First order phase transitions in classical lattice gas spin models

TL;DR

This paper investigates first order phase transitions in classical lattice gas models with multi-component spins on 2D and 3D lattices, using Monte Carlo simulations to explore the effects of negative chemical potential.

Contribution

It provides new simulation-based evidence of first order transitions in lattice gas models at negative chemical potentials, extending previous mean field and Monte Carlo studies.

Findings

Evidence of first order phase transitions at negative chemical potential.

Quantitative characterization of transition behavior in 2D and 3D models.

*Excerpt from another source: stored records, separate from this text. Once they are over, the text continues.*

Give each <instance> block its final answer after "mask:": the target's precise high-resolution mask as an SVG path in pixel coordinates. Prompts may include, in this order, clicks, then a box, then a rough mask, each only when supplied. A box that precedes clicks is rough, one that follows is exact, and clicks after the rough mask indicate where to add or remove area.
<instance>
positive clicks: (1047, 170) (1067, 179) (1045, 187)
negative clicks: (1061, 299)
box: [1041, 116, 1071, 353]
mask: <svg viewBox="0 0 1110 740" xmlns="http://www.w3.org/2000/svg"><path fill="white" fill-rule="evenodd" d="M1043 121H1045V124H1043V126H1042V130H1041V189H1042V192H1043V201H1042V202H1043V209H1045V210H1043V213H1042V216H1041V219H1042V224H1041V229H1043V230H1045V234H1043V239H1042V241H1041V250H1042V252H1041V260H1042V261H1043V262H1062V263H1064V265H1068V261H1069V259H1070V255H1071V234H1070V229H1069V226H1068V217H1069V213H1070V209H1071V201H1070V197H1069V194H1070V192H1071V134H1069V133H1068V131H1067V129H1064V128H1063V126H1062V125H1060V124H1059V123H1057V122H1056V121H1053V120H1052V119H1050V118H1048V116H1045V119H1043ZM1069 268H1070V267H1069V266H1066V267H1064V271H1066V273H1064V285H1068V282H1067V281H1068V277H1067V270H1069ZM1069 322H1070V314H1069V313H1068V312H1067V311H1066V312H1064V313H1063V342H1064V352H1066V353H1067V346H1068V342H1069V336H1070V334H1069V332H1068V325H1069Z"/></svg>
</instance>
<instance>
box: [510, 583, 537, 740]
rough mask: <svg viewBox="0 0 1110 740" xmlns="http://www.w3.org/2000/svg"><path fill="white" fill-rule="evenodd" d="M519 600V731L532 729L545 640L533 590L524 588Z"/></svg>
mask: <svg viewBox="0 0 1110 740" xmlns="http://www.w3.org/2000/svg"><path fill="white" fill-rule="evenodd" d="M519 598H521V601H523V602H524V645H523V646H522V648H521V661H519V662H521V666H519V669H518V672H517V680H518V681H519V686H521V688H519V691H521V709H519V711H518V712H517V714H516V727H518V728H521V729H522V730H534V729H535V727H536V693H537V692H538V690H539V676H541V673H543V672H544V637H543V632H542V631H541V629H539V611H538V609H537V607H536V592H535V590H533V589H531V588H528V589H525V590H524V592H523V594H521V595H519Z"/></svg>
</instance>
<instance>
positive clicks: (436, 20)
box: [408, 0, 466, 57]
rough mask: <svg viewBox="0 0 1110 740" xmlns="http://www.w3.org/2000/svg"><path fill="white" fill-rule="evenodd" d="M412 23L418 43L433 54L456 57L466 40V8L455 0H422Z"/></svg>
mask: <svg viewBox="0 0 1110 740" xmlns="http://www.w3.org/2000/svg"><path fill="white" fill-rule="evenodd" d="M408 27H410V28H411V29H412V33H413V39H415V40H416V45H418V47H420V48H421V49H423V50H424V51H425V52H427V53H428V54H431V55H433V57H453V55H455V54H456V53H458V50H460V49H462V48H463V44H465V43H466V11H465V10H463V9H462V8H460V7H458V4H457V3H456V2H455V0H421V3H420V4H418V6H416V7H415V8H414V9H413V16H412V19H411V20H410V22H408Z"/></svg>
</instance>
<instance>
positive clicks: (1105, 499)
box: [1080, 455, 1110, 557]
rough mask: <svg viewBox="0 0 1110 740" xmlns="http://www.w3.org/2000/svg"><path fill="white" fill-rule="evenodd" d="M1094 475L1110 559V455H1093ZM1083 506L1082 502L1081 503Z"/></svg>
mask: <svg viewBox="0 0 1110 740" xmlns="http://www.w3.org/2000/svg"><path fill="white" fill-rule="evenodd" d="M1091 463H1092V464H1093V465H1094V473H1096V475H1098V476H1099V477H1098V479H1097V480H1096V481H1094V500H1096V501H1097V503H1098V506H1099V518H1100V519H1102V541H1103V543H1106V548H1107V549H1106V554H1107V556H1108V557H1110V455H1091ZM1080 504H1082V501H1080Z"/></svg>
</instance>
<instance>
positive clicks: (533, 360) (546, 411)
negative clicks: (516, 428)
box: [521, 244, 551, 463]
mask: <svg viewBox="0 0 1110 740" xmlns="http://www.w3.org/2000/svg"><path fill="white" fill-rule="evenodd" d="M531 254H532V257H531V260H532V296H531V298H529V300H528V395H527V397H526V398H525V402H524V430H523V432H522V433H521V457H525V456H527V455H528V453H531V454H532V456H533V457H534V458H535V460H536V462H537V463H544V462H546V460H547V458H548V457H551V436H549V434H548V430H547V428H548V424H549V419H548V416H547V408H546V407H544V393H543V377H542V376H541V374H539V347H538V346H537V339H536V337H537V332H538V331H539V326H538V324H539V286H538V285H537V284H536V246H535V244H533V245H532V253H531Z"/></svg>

Comparison with recent experimental results supports the simulation findings.

Abstract

The present paper considers some classical ferromagnetic lattice--gas models, consisting of particles that carry $n$--component spins ($n=2,3$) and associated with a $D$--dimensional lattice ($D=2,3$); each site can host one particle at most, thus implicitly allowing for hard--core repulsion; the pair interaction, restricted to nearest neighbors, is ferromagnetic, and site occupation is also controlled by the chemical potential $\mu$. The models had previously been investigated by Mean Field and Two--Site Cluster treatments (when D=3), as well as Grand--Canonical Monte Carlo simulation in the case $\mu=0$, for both D=2 and D=3; the obtained results showed the same kind of critical behaviour as the one known for their saturated lattice counterparts, corresponding to one particle per site. Here we addressed by Grand--Canonical Monte Carlo simulation the case where the chemical potential is negative and sufficiently large in magnitude; the value $\mu=-D/2$ was chosen for each of the four previously investigated counterparts, together with $\mu=-3D/4$ in an additional instance. We mostly found evidence of first order transitions, both for D=2 and D=3, and quantitatively characterized their behaviour. Comparisons are also made with recent experimental results.